準備万端?

 
一番の問題はアレと同じ屋根の下ということなんだよね。
何かを報告に来た男の使用人さんと話をしている吸血王子を盗み見る。

吸血鬼だなんて、実際に血を吸われて他人を襲ってる現場も目撃したのに、あの時の驚愕から時間がたった今は、アレってホントのことだった? なんて、喉元過ぎればなんとやら、実感がないというか。
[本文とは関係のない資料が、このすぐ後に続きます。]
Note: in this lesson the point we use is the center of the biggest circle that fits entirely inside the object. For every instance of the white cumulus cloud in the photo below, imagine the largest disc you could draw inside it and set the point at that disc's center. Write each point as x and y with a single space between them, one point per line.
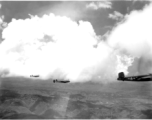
99 4
116 15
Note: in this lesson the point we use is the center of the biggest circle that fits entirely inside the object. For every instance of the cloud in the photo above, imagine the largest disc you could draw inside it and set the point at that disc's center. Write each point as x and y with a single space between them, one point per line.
56 47
116 15
133 36
98 5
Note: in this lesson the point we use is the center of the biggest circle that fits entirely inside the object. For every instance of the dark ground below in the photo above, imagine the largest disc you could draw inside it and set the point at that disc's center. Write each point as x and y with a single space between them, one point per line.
26 99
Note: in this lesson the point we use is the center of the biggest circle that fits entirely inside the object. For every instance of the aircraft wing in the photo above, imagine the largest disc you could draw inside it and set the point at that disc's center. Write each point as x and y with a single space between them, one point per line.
140 78
61 81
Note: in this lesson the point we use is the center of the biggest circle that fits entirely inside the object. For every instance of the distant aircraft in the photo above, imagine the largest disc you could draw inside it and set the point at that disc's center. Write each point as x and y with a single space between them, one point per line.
34 75
138 78
61 81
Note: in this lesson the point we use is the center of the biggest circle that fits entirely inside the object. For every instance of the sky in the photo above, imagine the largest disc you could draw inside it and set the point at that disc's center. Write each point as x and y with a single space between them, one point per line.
33 33
103 15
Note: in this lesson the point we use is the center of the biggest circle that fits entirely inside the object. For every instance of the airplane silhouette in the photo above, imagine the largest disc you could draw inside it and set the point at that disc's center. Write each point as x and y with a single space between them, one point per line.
34 75
138 78
61 81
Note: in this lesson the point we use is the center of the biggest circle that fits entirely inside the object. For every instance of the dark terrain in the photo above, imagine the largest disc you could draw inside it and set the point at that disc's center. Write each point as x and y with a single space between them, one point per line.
26 99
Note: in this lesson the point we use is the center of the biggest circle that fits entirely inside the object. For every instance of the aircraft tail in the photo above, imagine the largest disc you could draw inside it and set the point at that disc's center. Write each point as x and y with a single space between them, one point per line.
121 76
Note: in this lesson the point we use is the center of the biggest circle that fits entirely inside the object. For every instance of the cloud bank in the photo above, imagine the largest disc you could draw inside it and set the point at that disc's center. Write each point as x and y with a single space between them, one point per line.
57 47
133 36
99 5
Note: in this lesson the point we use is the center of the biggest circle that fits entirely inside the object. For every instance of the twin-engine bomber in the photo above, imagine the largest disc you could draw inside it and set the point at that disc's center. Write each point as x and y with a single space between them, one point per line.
61 81
138 78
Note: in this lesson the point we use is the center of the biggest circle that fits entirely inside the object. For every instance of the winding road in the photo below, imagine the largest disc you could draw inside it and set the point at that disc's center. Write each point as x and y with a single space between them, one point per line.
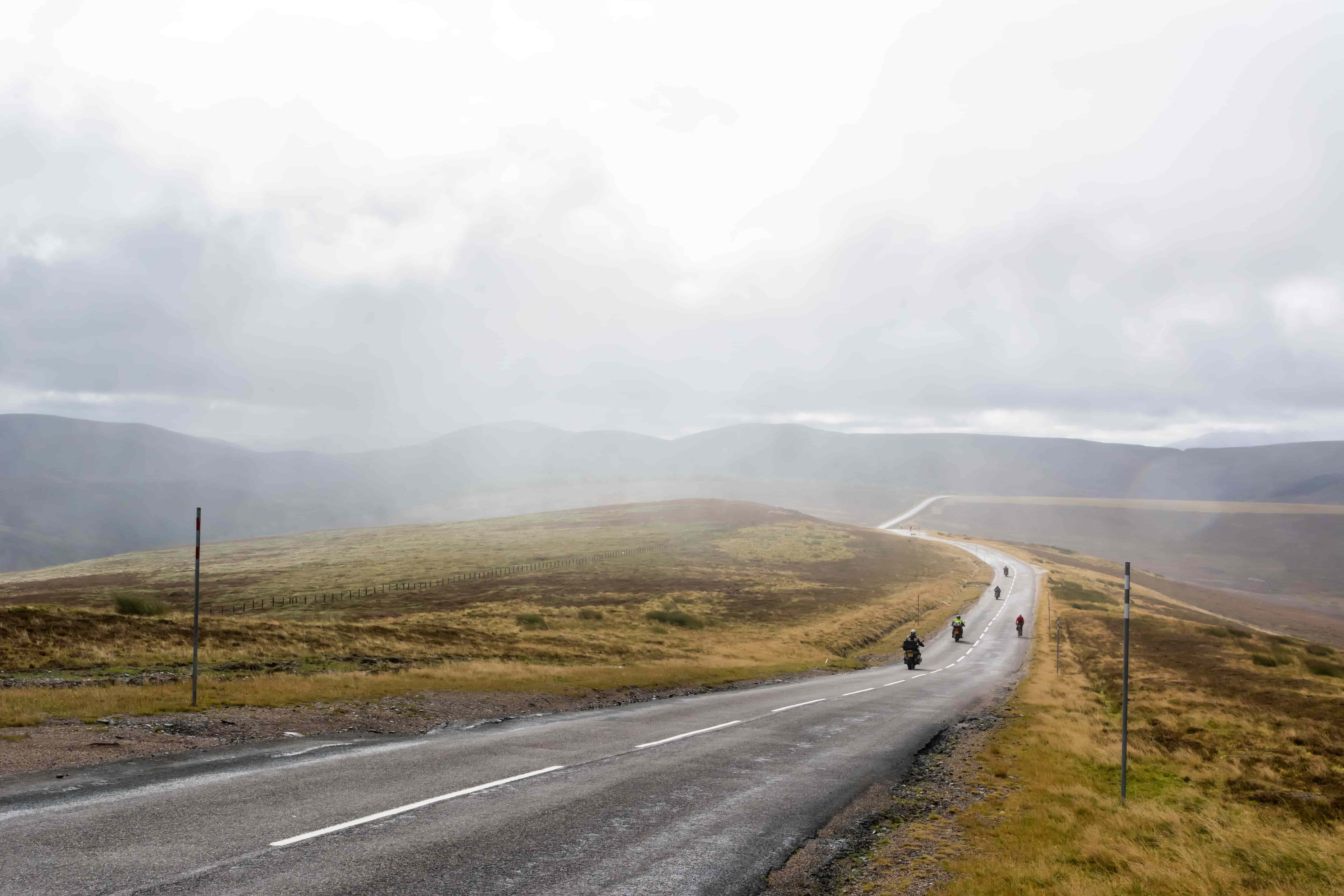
701 795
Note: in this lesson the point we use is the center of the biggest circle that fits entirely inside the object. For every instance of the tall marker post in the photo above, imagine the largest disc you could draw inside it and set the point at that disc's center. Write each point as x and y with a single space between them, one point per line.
1124 700
196 618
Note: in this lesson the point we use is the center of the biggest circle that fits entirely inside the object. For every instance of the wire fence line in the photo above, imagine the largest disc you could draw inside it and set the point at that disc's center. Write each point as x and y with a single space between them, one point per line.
397 588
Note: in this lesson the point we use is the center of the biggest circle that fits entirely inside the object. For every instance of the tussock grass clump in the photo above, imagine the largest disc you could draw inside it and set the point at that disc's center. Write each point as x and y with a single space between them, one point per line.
675 618
139 605
1323 668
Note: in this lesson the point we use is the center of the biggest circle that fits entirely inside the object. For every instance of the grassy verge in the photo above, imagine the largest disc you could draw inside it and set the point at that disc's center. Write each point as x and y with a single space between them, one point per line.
1236 776
757 592
30 706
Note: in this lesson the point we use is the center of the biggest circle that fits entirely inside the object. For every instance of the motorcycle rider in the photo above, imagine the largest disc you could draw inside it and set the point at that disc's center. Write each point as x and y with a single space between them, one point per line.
913 643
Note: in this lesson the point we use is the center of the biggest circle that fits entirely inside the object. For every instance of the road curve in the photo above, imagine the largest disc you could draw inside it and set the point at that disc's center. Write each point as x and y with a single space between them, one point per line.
915 511
700 795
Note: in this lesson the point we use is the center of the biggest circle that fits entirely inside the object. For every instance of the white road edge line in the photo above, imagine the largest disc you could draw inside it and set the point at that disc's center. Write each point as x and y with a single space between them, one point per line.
300 753
411 807
655 743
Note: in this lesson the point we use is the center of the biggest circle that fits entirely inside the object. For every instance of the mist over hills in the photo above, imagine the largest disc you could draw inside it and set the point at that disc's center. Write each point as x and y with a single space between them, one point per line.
76 489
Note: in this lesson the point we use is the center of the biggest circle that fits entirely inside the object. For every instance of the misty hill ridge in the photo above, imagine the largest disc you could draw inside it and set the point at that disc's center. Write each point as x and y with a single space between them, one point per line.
76 489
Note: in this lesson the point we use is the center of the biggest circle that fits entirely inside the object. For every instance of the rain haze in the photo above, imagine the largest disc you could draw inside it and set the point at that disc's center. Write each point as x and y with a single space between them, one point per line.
353 226
518 448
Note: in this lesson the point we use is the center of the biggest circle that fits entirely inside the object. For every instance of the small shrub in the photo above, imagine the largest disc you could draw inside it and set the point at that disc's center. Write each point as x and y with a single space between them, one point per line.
1322 668
677 618
135 605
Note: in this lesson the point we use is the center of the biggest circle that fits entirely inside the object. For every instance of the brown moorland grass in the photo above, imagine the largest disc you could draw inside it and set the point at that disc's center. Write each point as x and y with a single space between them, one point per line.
753 590
1237 769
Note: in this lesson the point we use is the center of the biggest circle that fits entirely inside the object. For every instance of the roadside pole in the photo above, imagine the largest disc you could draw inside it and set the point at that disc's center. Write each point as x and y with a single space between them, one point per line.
1057 645
196 618
1124 700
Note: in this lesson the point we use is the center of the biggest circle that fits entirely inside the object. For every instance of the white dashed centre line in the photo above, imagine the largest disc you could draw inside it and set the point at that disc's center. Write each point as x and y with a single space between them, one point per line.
388 813
690 734
795 706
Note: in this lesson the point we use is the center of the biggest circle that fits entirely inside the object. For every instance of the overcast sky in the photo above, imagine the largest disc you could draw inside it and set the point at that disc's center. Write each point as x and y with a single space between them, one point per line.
353 225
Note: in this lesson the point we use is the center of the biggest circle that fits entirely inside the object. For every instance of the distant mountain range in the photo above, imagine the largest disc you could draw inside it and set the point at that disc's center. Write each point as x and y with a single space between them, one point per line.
1229 439
76 489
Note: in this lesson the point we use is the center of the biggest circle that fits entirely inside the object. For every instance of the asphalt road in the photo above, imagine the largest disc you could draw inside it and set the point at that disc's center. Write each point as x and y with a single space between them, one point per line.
596 804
私がそれほどパニックになってないのはここが異国の地だからかもしれない。

日常を送っていても、どこか現実味がない、ここでの暮らし。

特に私たち学生は、一つの街のような学園内で生活するから、そのせいもあるかも。
私たちが通う学園校舎は、コンピューター棟こそ近代的な建物だけど、あとは城とも見紛う歴史的建造物なのだ。
石造りの塔があったり、中庭というには広域過ぎる庭園やら、そもそも日本とは種の違う樹々に囲まれていたりするから、時々お話の中に迷い込んだんじゃないかと、そんな錯覚に陥ったこともある。

そんな留学生活に滑り込んだ、更に非日常。
開き直るしかないではないか。

私はアレイストに拉致られたあと、ずっと寝ていたらしい。
ちょうど起きたのが昼食前で、今は二時過ぎくらい。

 半日無駄にしてしもてるしー。

使用人さんと話し終えて、こちらを振り返ったアレイストに私は言う。

「アレイスト。私、荷物取りにいきたいです。テキストとか、えと、必要なの」

なんの準備もなくイキナリ連れてこられてるし。冷蔵庫のものとか処分しないとダメだろう。
なっトースト………。

どんなことにもすぐに順応しようとする自分の神経の太さが恨めしい。
多分こういう太さが彼らに(オモチャとして)気に入られる理由になっちゃうんだろうな。
私の訴えを聞いたアレイストは、その必要はないよ、と微笑む。

「アストリッドに手配して貰って、君の荷物を全てここへ運ぶようにお願いしたから」

 ……はっ?
 いやそれは助かんねんけど、え?

「大丈夫だよ、寮に備え付けてある家具以外、全部持ってきてもらえるはずだから。君がこちらに来て揃えたものもあるんだろう? もう少ししたら着くはずだから、一緒に片付けようか」

妙に楽しそうに、口を挟むスキもなくアレイストが言うのに、頷きつつ首を捻る。